|
Die St. Eustachius-Bruderschaft Büttgen-Vorst und Vorster Bürger gedachten heute am Volkstrauertag all derer, die Opfer durch Gewalt und Krieg geworden sind.
Nach dem Gedenkgottesdienst durch Pastor Werner sammelten sich die Vorster Schützen vor der Kirche und gingen, angeführt von Fackelträgern der Feuerwehr, den Bruderschaftsfahnen und einer Abordnung der Bundeschützenkapelle Kleinenbroich, im Schweigemarsch zum Grab des unbekannten Soldaten, der am 1. März 1945 an dieser Stelle gestorben und begraben ist.

Neben der Stadt Kaarst, legte auch der Jägerzug Heideröschen einen Kranz nieder.
Bürgermeister Franz Josef Moormann gedachte in seiner Ansprache den Soldaten, die in den Weltkriegen starben, derer die verfolgt und getötet wurden weil sie einem anderem Volk angehörten oder einer anderen Rasse zugerechnet wurden,
derer die zu Tode kamen weil sie Widerstand gegen Gewaltherrschaft geleistet haben. Er verwies darauf, dass es Ziel sein muss, gemeinsam friedlich in Freiheit zu leben.

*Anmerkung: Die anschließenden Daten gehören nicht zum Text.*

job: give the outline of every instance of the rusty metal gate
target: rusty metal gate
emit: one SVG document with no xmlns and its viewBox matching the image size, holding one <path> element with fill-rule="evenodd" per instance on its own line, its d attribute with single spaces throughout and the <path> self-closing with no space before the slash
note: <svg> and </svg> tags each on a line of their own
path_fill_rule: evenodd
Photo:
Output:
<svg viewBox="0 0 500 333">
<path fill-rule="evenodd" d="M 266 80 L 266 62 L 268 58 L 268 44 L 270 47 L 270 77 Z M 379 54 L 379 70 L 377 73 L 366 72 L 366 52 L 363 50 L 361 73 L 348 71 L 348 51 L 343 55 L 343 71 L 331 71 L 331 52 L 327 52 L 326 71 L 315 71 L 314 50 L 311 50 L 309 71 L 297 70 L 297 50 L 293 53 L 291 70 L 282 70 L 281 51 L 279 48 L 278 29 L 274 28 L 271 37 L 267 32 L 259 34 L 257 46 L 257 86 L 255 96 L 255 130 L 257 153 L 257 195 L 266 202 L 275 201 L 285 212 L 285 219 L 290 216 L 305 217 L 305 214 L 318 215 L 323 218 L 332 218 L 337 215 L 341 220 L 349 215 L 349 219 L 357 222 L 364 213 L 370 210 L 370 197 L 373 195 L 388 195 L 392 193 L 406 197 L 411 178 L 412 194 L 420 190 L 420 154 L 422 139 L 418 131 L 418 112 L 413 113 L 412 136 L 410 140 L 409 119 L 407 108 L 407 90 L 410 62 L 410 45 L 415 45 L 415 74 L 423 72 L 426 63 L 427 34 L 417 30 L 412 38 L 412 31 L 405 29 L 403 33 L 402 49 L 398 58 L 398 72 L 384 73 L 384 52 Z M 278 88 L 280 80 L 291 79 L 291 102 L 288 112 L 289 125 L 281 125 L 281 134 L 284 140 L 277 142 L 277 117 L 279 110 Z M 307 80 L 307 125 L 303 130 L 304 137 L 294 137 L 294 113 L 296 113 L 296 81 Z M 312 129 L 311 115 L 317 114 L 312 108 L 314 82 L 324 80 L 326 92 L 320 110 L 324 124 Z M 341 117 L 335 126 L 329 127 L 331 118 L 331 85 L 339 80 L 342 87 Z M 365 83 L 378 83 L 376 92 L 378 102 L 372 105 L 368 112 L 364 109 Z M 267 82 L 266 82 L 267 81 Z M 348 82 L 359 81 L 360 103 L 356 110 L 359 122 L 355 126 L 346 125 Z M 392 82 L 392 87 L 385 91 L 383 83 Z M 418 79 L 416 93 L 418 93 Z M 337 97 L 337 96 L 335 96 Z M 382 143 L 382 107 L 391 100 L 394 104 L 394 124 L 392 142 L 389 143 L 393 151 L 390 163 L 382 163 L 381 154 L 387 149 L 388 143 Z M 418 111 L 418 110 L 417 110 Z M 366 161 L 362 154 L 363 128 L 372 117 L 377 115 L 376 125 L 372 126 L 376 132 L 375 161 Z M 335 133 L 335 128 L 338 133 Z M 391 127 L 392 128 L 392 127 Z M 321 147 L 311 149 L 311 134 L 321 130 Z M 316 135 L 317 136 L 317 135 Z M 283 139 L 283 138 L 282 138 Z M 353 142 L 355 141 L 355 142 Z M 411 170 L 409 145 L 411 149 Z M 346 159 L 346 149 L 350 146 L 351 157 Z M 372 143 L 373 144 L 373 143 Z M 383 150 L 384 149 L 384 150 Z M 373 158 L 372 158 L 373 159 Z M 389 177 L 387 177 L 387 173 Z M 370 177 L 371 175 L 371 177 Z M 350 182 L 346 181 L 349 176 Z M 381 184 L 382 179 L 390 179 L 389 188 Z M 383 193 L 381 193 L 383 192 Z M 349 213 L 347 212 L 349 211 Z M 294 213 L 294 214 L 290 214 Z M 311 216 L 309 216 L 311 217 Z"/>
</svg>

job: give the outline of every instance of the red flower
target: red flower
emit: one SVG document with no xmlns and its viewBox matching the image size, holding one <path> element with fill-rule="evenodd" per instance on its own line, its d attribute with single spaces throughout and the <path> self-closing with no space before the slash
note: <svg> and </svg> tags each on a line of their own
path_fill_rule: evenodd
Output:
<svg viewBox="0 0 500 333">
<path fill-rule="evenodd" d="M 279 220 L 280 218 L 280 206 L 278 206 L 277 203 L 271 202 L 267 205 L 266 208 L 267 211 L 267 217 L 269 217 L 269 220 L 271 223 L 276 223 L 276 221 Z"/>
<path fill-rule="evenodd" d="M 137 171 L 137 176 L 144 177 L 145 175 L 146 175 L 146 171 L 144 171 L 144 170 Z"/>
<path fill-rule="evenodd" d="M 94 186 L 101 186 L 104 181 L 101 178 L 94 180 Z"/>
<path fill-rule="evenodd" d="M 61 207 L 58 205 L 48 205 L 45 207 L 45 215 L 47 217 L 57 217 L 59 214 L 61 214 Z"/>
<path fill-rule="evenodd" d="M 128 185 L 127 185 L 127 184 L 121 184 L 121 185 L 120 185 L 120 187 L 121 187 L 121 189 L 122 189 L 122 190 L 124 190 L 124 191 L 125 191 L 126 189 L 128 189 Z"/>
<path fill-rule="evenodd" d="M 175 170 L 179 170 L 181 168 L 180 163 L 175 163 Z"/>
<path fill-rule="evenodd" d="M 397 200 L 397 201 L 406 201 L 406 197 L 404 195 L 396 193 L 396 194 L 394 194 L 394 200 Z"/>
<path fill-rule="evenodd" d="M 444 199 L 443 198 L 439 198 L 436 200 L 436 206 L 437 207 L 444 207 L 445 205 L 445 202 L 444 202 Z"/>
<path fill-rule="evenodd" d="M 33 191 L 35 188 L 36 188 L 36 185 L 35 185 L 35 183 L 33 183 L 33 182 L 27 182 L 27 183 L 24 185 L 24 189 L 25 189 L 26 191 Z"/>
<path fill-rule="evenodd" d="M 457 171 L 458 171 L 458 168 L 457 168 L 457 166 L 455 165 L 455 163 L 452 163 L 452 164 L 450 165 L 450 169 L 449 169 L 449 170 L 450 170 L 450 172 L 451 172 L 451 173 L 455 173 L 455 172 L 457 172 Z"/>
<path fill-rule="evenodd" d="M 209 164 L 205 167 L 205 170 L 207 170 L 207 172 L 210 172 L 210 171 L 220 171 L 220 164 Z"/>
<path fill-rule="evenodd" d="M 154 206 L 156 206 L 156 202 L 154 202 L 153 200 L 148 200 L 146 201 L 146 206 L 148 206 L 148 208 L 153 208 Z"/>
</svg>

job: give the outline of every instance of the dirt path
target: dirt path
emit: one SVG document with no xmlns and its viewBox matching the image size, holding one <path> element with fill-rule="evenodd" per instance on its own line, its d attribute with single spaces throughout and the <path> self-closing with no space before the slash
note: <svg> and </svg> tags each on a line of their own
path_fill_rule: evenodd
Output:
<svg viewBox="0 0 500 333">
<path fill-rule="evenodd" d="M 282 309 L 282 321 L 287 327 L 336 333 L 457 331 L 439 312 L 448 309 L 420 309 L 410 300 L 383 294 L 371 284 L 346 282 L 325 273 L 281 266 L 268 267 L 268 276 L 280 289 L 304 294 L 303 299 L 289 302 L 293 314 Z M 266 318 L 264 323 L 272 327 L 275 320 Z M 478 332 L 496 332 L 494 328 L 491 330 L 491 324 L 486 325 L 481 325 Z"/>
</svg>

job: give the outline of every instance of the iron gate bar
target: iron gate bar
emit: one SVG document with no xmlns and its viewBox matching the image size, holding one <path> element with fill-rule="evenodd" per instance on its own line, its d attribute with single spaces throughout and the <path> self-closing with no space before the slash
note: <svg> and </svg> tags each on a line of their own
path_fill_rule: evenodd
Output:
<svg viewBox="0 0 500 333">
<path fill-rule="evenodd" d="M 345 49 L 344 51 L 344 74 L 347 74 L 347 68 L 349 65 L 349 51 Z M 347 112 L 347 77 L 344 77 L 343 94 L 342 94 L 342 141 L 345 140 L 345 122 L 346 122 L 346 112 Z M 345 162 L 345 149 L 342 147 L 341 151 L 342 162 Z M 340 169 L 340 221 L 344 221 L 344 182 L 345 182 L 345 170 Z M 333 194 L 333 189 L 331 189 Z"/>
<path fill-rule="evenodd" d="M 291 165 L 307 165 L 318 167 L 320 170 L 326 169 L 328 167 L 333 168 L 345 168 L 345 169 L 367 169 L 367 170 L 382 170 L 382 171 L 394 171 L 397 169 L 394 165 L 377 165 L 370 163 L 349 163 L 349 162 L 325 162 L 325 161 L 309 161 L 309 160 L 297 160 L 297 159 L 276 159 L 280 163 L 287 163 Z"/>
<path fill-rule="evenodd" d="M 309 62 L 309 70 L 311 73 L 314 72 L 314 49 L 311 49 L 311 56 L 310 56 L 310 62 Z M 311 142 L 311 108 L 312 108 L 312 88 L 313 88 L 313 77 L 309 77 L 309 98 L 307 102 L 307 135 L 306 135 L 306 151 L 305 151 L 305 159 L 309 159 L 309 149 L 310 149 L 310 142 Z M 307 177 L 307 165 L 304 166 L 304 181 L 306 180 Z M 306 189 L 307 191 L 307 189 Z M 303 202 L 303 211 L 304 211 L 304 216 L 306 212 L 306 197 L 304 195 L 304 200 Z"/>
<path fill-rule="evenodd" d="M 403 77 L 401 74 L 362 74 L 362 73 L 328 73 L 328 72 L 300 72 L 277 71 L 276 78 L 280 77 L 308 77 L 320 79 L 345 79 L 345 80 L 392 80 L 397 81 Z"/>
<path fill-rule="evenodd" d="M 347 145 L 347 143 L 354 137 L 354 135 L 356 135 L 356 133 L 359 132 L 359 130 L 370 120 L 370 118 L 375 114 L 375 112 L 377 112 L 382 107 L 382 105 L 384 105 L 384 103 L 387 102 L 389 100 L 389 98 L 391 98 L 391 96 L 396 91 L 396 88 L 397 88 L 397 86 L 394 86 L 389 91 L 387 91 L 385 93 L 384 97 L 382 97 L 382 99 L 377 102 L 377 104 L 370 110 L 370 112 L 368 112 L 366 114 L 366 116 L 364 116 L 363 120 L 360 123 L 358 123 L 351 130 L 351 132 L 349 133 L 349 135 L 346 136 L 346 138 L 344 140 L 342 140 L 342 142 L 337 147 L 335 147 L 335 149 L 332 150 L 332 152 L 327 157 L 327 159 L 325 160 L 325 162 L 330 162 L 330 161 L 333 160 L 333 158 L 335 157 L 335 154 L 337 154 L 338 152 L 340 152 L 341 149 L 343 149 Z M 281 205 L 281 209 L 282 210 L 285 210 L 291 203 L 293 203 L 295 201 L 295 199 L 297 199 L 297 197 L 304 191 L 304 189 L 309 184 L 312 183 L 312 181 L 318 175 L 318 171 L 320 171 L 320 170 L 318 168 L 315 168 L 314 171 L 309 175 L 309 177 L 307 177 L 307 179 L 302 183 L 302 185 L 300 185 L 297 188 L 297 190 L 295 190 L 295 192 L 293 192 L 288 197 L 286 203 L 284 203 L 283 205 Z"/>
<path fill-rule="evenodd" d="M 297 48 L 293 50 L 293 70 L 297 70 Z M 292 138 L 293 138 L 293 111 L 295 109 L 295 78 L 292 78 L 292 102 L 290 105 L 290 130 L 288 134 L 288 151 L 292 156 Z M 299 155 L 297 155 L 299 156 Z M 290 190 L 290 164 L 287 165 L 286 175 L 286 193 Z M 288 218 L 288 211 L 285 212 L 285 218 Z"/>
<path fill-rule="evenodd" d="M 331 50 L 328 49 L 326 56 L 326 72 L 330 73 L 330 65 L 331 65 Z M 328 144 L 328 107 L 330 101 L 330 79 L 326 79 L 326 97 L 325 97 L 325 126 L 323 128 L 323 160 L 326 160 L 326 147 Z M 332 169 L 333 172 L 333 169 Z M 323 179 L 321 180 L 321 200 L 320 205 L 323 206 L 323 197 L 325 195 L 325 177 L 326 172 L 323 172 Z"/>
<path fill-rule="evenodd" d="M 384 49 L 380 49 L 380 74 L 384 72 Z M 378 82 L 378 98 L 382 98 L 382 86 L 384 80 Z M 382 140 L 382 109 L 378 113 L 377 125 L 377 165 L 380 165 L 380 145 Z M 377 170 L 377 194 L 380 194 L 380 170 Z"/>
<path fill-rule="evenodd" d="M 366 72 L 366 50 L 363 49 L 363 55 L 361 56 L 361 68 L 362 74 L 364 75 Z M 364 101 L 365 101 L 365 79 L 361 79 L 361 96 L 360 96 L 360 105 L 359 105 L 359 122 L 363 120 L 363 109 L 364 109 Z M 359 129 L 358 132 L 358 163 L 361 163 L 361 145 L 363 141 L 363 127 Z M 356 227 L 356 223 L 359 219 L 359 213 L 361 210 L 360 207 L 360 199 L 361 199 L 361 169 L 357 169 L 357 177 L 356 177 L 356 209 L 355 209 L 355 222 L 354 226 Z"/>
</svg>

Sein Dank geht an die Bruderschaft und deren Mitglieder, die die Tradition aufrecht erhalten, alljährlich diese Gedenkfeier durchzuführen.
Für den musikalischen Rahmen, an der Gedenkstätte, sorgten der MGV Cäcilia und die Bundesschützenkapelle Kleinenbroich.
Dass diese Gedenkstätte in diesem guten Zustand ist, dafür sorgt der Jägerzug Heideröschen.